A person who has a remission (the disease under control) after initial treatment but then relapses (lymphoma cells reappear) may still be cured with second-line treatment. The cure rate for people who relapse is at least 50%. Among people who relapse in the first 12 months after initial treatment, cure rates are somewhat lower, whereas the rates for people who relapse later tend to be somewhat higher. People who relapse after initial treatment generally are treated with a “salvage” chemotherapy regimen followed by high-dose chemotherapy and autologous stem cell transplantation. Autologous stem cell transplantation, which involves using the person's own stem cells (see Stem Cell Transplantation), may be done after high-dose chemotherapy. High-dose chemotherapy with stem cell transplantation is generally a safe procedure, with less than a 1 to 2% risk of death related to the treatment.

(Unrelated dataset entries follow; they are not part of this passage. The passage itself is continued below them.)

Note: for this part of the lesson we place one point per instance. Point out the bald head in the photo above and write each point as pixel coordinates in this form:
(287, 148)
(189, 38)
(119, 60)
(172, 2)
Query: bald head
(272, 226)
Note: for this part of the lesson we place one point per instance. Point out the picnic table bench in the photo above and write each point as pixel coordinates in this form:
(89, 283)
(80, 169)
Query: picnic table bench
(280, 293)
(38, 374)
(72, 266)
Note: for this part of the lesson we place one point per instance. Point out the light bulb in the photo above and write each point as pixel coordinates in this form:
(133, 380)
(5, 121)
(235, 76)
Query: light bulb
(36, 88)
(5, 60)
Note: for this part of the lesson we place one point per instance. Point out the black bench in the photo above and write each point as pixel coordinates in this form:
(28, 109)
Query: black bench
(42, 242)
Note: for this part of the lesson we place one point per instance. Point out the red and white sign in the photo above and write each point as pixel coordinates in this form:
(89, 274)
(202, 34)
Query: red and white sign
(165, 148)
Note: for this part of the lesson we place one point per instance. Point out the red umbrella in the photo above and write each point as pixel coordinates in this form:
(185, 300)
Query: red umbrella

After treatment has been finished, people have regular doctor's examinations and tests to look for return of the lymphoma (posttreatment surveillance). Tests typically include chest x-rays and CT scans of the chest and pelvis. If people have had radiation therapy, doctors also do tests, such as mammography or magnetic resonance imaging (MRI) of the breasts and thyroid tests to see if a new cancer developed in those organs.